Dejando a la gente, se lo llevaron en barca, como estaba; otras barcas lo acompañaban . Se levantó una fuerte tempestad, y las olas rompían contra la barca hasta casi llenarla de agua. Él estaba a popa, dormido sobre un cabezal.
Lo despertaron, diciéndole:
«Maestro, ¿no te importa que perezcamos?».
Se puso en pie, increpó al viento y dijo al mar: «¡Silencio, enmudece!».
El viento cesó y vino una gran calma.
Él les dijo:
«¿Por qué tenéis miedo? ¿Aún no tenéis fe?» Se llenaron de miedo y se decían unos a otros: « ¿Pero quién es éste? ¡ Hasta el viento y las aguas le obedecen! ».
***
Mientras Jesús duerme
Nuestros sábados huelen a sepulcro. Y huelen bien, porque en ese sepulcro reposó el cuerpo del Hijo de Dios de todo lo que había trabajado redimiendo al hombre, igual que en sábado reposó el Creador después de formar cielos y tierra.
Nos falta fe; deberíamos acercarnos más a la Virgen. Porque acudimos a ese sepulcro, donde duerme el Redentor, y estamos sobresaltados por el miedo. Supongo que a los apóstoles les sucedería lo mismo. Parece que las tinieblas cubren la tierra, parece que el mal ha vencido al bien, parece que Satanás ha ganado la batalla, parece que la muerte campa a sus anchas… Parece. Sólo parece.
Pero nos asustamos, como aquellos doce: Maestro, ¿no te importa que perezcamos?
¡Qué pregunta, para hacérsela a un Dios dormido que ha muerto para darnos vida!

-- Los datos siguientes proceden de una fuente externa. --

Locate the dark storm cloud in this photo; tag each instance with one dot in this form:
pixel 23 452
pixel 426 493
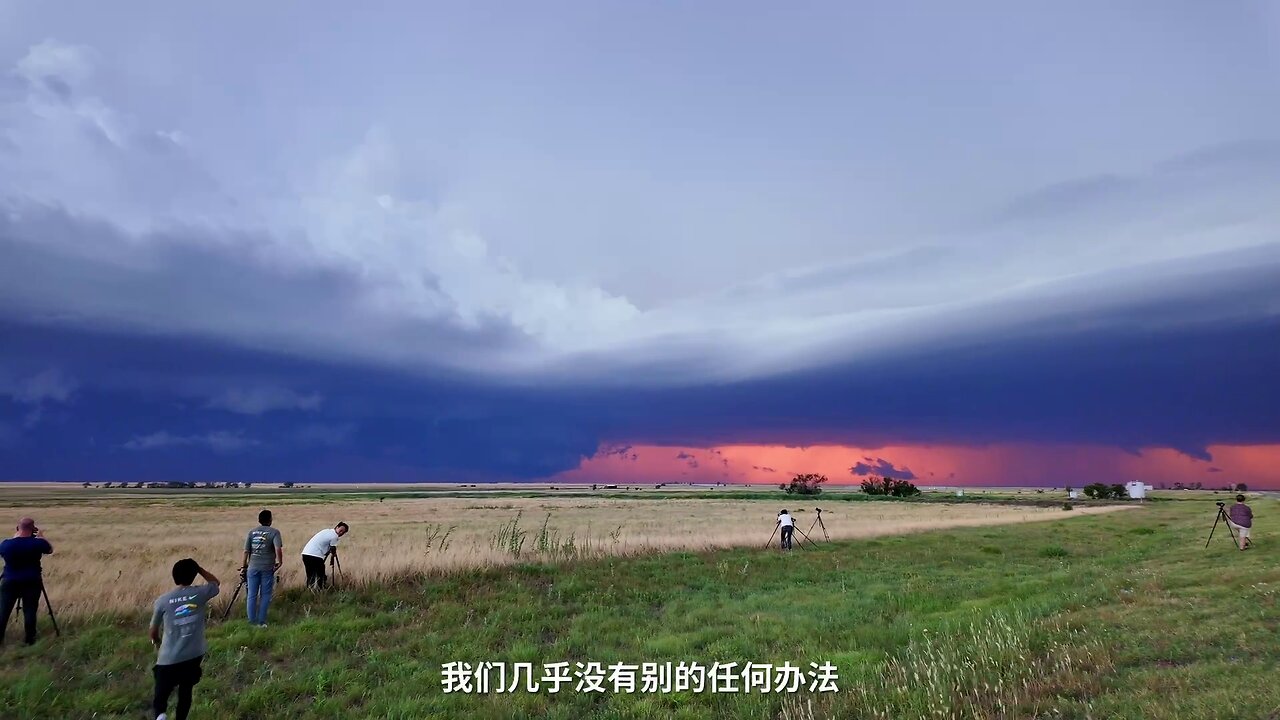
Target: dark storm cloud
pixel 882 468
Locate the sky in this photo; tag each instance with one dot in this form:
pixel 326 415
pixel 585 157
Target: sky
pixel 979 244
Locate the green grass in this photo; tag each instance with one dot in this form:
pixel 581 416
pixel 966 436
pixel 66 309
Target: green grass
pixel 1120 615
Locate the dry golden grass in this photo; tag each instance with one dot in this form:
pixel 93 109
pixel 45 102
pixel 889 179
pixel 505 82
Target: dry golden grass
pixel 117 554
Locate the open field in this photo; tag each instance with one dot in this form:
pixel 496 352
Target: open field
pixel 136 538
pixel 1110 615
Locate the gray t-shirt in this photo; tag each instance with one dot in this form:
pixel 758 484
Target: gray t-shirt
pixel 260 545
pixel 182 613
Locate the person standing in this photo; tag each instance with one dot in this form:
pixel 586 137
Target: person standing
pixel 264 554
pixel 22 577
pixel 789 528
pixel 178 633
pixel 320 546
pixel 1240 516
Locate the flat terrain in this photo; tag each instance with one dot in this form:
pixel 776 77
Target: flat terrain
pixel 1107 615
pixel 114 550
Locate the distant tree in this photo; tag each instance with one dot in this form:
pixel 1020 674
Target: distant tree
pixel 890 486
pixel 808 483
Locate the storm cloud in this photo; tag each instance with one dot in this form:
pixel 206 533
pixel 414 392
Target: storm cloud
pixel 501 269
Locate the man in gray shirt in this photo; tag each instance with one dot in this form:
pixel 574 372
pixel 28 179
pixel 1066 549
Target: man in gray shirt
pixel 181 615
pixel 264 554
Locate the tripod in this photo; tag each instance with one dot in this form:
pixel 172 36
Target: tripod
pixel 819 523
pixel 49 607
pixel 234 595
pixel 1221 515
pixel 334 561
pixel 796 528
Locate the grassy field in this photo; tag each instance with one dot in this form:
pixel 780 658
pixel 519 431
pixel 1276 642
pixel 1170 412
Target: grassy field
pixel 1116 615
pixel 137 537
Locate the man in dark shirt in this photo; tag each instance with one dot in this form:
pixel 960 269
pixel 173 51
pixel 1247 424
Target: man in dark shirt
pixel 1240 516
pixel 21 578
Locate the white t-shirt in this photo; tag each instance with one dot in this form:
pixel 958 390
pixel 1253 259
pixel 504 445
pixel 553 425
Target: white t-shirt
pixel 320 543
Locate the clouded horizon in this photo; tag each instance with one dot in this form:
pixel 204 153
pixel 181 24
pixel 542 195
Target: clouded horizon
pixel 1009 244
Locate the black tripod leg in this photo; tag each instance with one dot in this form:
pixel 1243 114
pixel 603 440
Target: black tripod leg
pixel 1216 518
pixel 232 602
pixel 49 606
pixel 768 542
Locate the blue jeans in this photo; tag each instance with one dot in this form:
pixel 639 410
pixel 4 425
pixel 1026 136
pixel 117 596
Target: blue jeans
pixel 261 583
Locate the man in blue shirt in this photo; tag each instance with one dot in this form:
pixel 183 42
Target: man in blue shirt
pixel 21 577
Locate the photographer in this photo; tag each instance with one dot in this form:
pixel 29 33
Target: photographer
pixel 1240 518
pixel 178 633
pixel 264 554
pixel 787 528
pixel 21 578
pixel 320 546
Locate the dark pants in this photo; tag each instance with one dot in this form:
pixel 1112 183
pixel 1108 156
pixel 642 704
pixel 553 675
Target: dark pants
pixel 27 591
pixel 181 675
pixel 315 572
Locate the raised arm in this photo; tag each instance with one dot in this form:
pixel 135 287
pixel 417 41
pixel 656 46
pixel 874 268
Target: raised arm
pixel 209 577
pixel 154 629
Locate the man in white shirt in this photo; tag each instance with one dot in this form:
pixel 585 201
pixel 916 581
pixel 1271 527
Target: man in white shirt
pixel 789 527
pixel 320 546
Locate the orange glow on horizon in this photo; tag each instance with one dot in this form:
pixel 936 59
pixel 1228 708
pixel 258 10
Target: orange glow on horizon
pixel 1008 464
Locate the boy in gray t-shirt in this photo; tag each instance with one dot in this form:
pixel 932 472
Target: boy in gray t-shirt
pixel 264 554
pixel 179 614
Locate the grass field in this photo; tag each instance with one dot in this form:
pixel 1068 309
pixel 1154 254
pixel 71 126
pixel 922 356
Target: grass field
pixel 119 537
pixel 1116 615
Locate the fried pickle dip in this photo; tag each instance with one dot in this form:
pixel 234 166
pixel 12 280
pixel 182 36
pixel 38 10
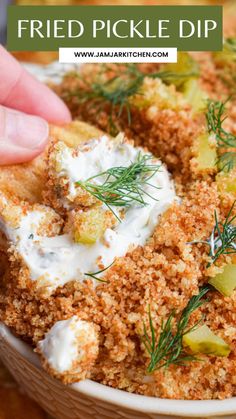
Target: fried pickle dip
pixel 111 193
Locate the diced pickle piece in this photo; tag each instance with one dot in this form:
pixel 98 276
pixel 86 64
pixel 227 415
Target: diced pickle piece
pixel 205 150
pixel 226 182
pixel 203 340
pixel 194 95
pixel 185 68
pixel 89 226
pixel 225 282
pixel 228 54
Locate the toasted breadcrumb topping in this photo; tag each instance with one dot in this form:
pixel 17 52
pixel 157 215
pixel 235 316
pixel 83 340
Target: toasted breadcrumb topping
pixel 164 274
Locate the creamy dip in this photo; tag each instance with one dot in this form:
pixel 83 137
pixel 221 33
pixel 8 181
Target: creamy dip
pixel 68 343
pixel 54 261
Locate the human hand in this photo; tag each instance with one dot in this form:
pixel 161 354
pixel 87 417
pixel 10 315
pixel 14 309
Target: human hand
pixel 22 135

La Virgen, dulcemente, nos reprende: No despertéis, no desveléis al Amor, hasta que le plazca (Ct 2, 7), hasta que Él mismo se ponga en pie, ordene silencio a la muerte, y nos lleve seguros a la otra orilla.
Es cierto; vivimos un largo sábado santo. Pero habrá un domingo. Por eso necesitamos a la Virgen. Ella lleva en su inmaculado corazón la luz de nuestra esperanza.